- From: Dave Longley <dlongley@digitalbazaar.com>
- Date: Wed, 24 Aug 2011 00:03:05 -0400
- To: public-linked-json@w3.org
During the most recent telecon we briefly discussed changing the framing
API so that it no longer returns NULL. The reason for doing this seemed
to be a general feeling that when NULL is returned it indicates an
"error" and errors should be indicated through exceptions instead. It
also wasn't very clear to those who haven't yet worked directly with
JSON-LD framing what was really being discussed and what the potential
issues were. So I decided that I'd send an email out explaining the
current state of framing in a little more detail and then talk about the
"NULL vs {} issue" from the telecon. Perhaps we can also integrate some
of the language here into the spec's explanation on framing. If you have
already worked extensively with frames, feel free to skip to the bottom
of this email to the telecon issue discussion.
JSON-LD Framing
There is often more than one way to represent the same directed graph in
JSON-LD. The subjects in the graph might be arranged in a flat
structure, much like the output the JSON-LD normalization algorithm.
Alternatively, the subjects might be expressed in a way that is more
natural to many JSON developers, as leaves in a tree. However, there are
many different trees that could be constructed to represent the same
directed graph. JSON-LD framing allows JSON developers to work more
naturally with directed graphs by structuring them in a way that they
specify.
A JSON-LD frame can be thought of both as a scaffold and as filtering
mechanism. When a JSON-LD frame is applied to a JSON-LD document, the
resulting output is the content of the JSON-LD document that passed the
frame's filters structured in a way that mirrors the way the filters are
structured in the frame.
A frame can filter content into two ways: strict-typing and duck-typing.

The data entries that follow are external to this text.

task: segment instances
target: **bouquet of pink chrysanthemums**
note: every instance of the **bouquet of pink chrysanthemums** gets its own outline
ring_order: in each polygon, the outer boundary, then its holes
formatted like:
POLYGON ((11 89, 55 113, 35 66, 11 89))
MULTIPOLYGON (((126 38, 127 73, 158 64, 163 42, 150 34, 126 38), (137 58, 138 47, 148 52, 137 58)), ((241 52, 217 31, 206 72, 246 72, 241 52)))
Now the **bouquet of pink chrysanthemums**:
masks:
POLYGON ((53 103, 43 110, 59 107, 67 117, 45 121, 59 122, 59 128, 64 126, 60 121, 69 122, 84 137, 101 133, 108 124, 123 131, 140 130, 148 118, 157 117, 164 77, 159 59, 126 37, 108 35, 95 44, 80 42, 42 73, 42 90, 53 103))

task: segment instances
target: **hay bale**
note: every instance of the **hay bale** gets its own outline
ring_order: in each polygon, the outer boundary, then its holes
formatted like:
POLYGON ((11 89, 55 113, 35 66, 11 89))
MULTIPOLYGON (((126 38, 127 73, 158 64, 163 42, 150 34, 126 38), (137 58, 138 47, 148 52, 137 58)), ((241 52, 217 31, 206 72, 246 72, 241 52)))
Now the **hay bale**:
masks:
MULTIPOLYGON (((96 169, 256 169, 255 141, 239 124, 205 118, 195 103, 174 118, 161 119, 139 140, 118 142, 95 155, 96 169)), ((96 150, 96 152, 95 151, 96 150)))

A frame that specifies a strict-type filter will only allow subjects
from the JSON-LD document that have a @type that matches the filter into
the output. A frame that does not specify a strict-type filter will
allow any subject that matches the duck-type specified by the filter
into the output. For instance:
A frame that uses strict-typing:
{"@type": "http://example.com/my-type"}
This frame will match the first subject found in a JSON-LD document that
has the @type "http://example.com/my-type". Note that "the first" is
determined by JSON-LD normalization order. To match all subjects with
that @type, this frame would be used:
[{"@type": "http://example.com/my-type"}]

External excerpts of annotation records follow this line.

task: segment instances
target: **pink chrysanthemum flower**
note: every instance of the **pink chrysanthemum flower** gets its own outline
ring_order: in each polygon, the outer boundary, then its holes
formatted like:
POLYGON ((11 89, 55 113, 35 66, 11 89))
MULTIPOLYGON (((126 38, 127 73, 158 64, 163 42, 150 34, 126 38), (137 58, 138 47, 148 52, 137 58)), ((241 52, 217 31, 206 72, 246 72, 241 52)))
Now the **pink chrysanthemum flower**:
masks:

A frame that uses duck-typing:
{"http://example.com/my-property": {}}
This frame will match the first subject found in a JSON-LD document that
has at least the property "http://example.com/my-property".
Frames may also include @contexts:
{
"@context": { "mytype": "http://example.com/my-type" },
"@type": "mytype"
}
When a frame includes a @context, that same @context will be applied to
the output.
Now, which subjects will pass through a filter also depends on where in
the frame structure the filter occurs. For instance, if we look at the
duck-typing example from above, there are actually two filters being
used. The first filter works on the JSON-LD document to find a subject
with the property "http://example.com/my-property". But the second
filter is the empty {}. This filter will cause only the first object for
that property to be present in the output. If that filter were instead
an array [], then all objects for that property would be present in the
output:
{"http://example.com/my-property": []}
Furthermore, each filter, by default, will "embed" subjects in the
output. This is how a tree structure gets specified and built. For
instance, if the JSON-LD document that the above frame was applied to
was this:
[{
"@subject": "http://example.com/subject1",
"http://example.com/my-property": {"@iri": "http://example.com/subject2"}
},
{
"@subject": "http://example.com/subject2",
"http://example.com/foo": "42"
}]
Then the output would be this:
{
"@subject": "http://example.com/subject1",
"http://example.com/my-property": [{
"@subject": "http://example.com/subject2",
"http://example.com/foo": "42"
}]
}
Take note that the value of the "http://example.com/my-property" key is
still an array. If an array is specified in a frame for a property other
than @type, then that property's value will always be an array, even if
the output has 0 or 1 matching value. If an array is specified for the
@type property, then a subject that contains any of the types in the
array will be considered a match for the filter.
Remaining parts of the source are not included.